The project for the oil and gas pipeline in Iraq was similar to the Uganda project in that the client needed to monitor staff and workflow while being based in the UAE. It was decided that for the first phase of the project just three cameras would be used.

“Three may sound small but considering the costs involved, it’s really something that just an oil and gas company can afford. These three cameras cost USD 10,000 per month, which is too great a figure for many other companies.”

YahClick has major implications for the Iraq project, explains Ben Soussia.

“The initial size of the Uganda project was much larger, but this was reduced to one terminal due to the costs involved. However, on the other hand, the size of the Iraq project radically increased.

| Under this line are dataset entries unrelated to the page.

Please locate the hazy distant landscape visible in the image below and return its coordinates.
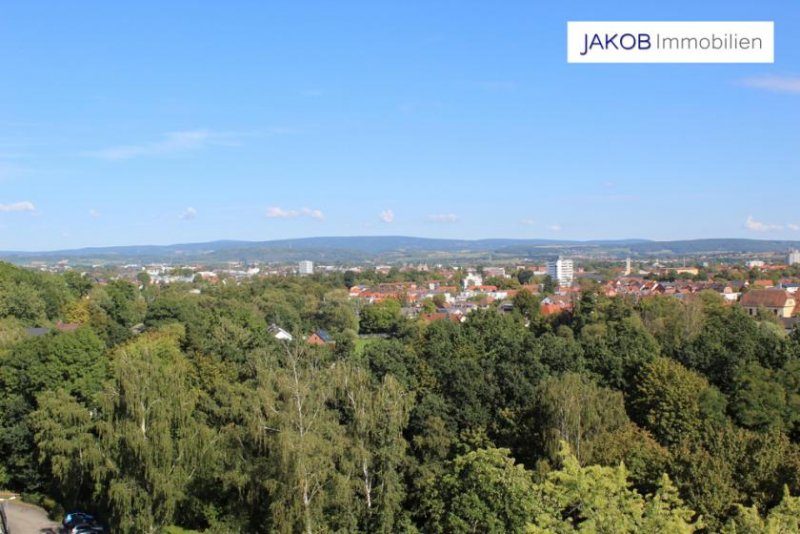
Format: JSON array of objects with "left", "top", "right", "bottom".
[{"left": 0, "top": 236, "right": 800, "bottom": 263}]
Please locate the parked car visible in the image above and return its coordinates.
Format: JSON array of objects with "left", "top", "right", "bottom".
[
  {"left": 61, "top": 512, "right": 95, "bottom": 532},
  {"left": 69, "top": 523, "right": 105, "bottom": 534}
]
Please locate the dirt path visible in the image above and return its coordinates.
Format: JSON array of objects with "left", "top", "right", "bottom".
[{"left": 6, "top": 501, "right": 58, "bottom": 534}]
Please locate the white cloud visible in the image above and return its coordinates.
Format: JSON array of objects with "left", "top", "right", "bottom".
[
  {"left": 88, "top": 130, "right": 232, "bottom": 160},
  {"left": 300, "top": 208, "right": 325, "bottom": 221},
  {"left": 267, "top": 206, "right": 325, "bottom": 220},
  {"left": 0, "top": 200, "right": 36, "bottom": 213},
  {"left": 742, "top": 76, "right": 800, "bottom": 94},
  {"left": 180, "top": 208, "right": 197, "bottom": 221},
  {"left": 744, "top": 215, "right": 783, "bottom": 232},
  {"left": 428, "top": 213, "right": 458, "bottom": 223},
  {"left": 378, "top": 210, "right": 394, "bottom": 223}
]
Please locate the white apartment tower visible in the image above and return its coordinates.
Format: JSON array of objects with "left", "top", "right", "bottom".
[
  {"left": 547, "top": 256, "right": 575, "bottom": 287},
  {"left": 298, "top": 260, "right": 314, "bottom": 276}
]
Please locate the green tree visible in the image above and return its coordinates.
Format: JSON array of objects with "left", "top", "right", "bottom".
[
  {"left": 429, "top": 449, "right": 534, "bottom": 534},
  {"left": 527, "top": 446, "right": 703, "bottom": 534},
  {"left": 533, "top": 373, "right": 629, "bottom": 463},
  {"left": 633, "top": 358, "right": 725, "bottom": 446},
  {"left": 359, "top": 299, "right": 403, "bottom": 334},
  {"left": 94, "top": 335, "right": 217, "bottom": 534}
]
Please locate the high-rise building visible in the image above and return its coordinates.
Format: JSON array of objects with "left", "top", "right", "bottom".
[
  {"left": 298, "top": 260, "right": 314, "bottom": 275},
  {"left": 547, "top": 256, "right": 575, "bottom": 287}
]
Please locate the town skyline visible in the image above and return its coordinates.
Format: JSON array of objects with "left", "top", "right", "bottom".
[{"left": 0, "top": 1, "right": 800, "bottom": 250}]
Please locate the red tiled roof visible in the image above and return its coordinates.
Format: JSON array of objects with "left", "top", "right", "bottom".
[{"left": 741, "top": 289, "right": 792, "bottom": 308}]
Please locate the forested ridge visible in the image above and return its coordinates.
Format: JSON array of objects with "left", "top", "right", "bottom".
[{"left": 0, "top": 263, "right": 800, "bottom": 534}]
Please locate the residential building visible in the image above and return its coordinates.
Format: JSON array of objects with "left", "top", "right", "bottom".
[
  {"left": 298, "top": 260, "right": 314, "bottom": 276},
  {"left": 463, "top": 272, "right": 483, "bottom": 289},
  {"left": 547, "top": 256, "right": 575, "bottom": 287},
  {"left": 267, "top": 323, "right": 294, "bottom": 341},
  {"left": 306, "top": 330, "right": 335, "bottom": 346},
  {"left": 483, "top": 267, "right": 506, "bottom": 278},
  {"left": 741, "top": 289, "right": 796, "bottom": 318}
]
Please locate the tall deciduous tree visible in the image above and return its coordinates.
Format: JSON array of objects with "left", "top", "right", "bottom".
[{"left": 95, "top": 335, "right": 216, "bottom": 534}]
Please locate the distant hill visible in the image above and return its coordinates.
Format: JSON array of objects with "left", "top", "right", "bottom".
[{"left": 0, "top": 236, "right": 800, "bottom": 263}]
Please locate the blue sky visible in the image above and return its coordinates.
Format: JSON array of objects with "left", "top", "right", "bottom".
[{"left": 0, "top": 0, "right": 800, "bottom": 250}]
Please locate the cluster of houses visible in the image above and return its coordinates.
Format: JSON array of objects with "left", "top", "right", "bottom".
[{"left": 350, "top": 270, "right": 800, "bottom": 329}]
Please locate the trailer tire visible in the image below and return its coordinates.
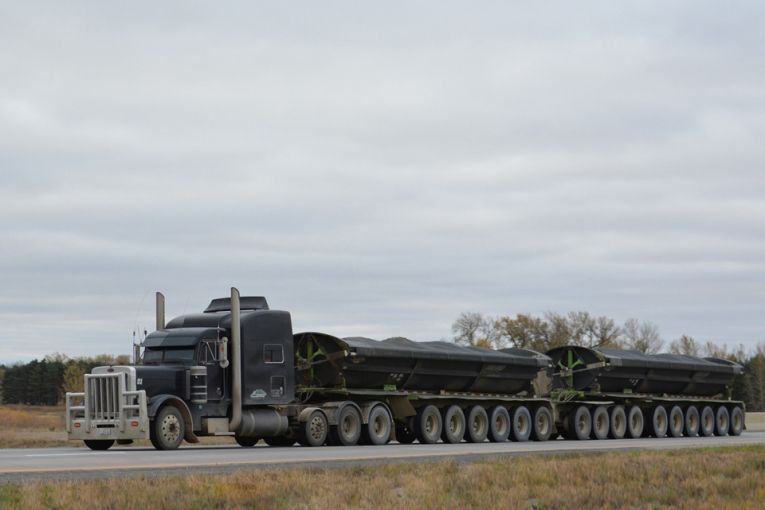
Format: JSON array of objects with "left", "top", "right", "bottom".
[
  {"left": 415, "top": 405, "right": 443, "bottom": 444},
  {"left": 669, "top": 406, "right": 685, "bottom": 437},
  {"left": 489, "top": 406, "right": 510, "bottom": 443},
  {"left": 298, "top": 409, "right": 329, "bottom": 446},
  {"left": 730, "top": 406, "right": 744, "bottom": 436},
  {"left": 627, "top": 406, "right": 645, "bottom": 439},
  {"left": 465, "top": 406, "right": 489, "bottom": 443},
  {"left": 234, "top": 435, "right": 260, "bottom": 448},
  {"left": 85, "top": 439, "right": 114, "bottom": 451},
  {"left": 608, "top": 406, "right": 627, "bottom": 439},
  {"left": 329, "top": 405, "right": 362, "bottom": 446},
  {"left": 590, "top": 406, "right": 611, "bottom": 440},
  {"left": 715, "top": 406, "right": 730, "bottom": 436},
  {"left": 531, "top": 406, "right": 553, "bottom": 441},
  {"left": 683, "top": 406, "right": 699, "bottom": 437},
  {"left": 396, "top": 425, "right": 417, "bottom": 444},
  {"left": 263, "top": 434, "right": 296, "bottom": 446},
  {"left": 441, "top": 405, "right": 465, "bottom": 444},
  {"left": 510, "top": 406, "right": 534, "bottom": 443},
  {"left": 364, "top": 404, "right": 393, "bottom": 446},
  {"left": 648, "top": 406, "right": 668, "bottom": 438},
  {"left": 149, "top": 405, "right": 186, "bottom": 450},
  {"left": 565, "top": 406, "right": 592, "bottom": 441},
  {"left": 699, "top": 406, "right": 715, "bottom": 437}
]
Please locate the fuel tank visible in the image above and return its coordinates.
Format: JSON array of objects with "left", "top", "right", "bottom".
[
  {"left": 547, "top": 346, "right": 742, "bottom": 397},
  {"left": 294, "top": 333, "right": 550, "bottom": 395}
]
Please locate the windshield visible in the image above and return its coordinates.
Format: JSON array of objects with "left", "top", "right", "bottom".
[
  {"left": 143, "top": 349, "right": 194, "bottom": 365},
  {"left": 162, "top": 349, "right": 194, "bottom": 365},
  {"left": 143, "top": 349, "right": 164, "bottom": 364}
]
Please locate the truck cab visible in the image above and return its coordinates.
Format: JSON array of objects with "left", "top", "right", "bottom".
[{"left": 66, "top": 289, "right": 295, "bottom": 449}]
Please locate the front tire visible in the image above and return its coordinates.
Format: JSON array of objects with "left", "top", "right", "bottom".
[
  {"left": 234, "top": 435, "right": 260, "bottom": 448},
  {"left": 298, "top": 410, "right": 329, "bottom": 446},
  {"left": 149, "top": 405, "right": 186, "bottom": 450},
  {"left": 85, "top": 439, "right": 114, "bottom": 451}
]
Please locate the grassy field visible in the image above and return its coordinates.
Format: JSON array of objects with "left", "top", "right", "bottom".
[{"left": 0, "top": 446, "right": 765, "bottom": 510}]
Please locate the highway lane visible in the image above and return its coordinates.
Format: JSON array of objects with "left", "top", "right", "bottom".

Initially it was three cameras but due to YahClick this will be scaling to 50. With the Ka-band system offered by Yahclick we are able to address the client’s need for numerous terminals while keeping within the budget, something that would not be possible using other systems.

“The communication budget per camera for the Uganda project was USD 40,000. For Iraq it’s USD 1,800. This difference is really big – one year back, USD 40,000 got you one terminal but today, you can have 50 terminals for USD 90,000.”

While surveillance is not a big part of Safa Telecom’s operations, says Ben Soussia, he expects it to increase, especially because YahClick is entering the market.

“As we are an international company, we will be looking to expand across all markets. Part of the reason why remote surveillance is largely under developed within this region is because of the costs involved. With L band, the costs are raised and you can’t realise real projects with multiple sites. But YahClick will dramatically change this.”

According to Ben Soussia, the challenges associated with surveillance in general are quality and availability of bandwidth. But regarding surveillance of remote sites, a challenge is in monitoring people that are not accustomed to or dislike being monitored, and this can lead to some problems arising among the client’s staff and workers.

“Problems can include cables being cut or equipment damage. A simple solution to this, though, is to have a camera shooting another camera when out in remote places. This can be designed in a way so that the cameras can see each other and have motion sensors that will record when activity is detected.”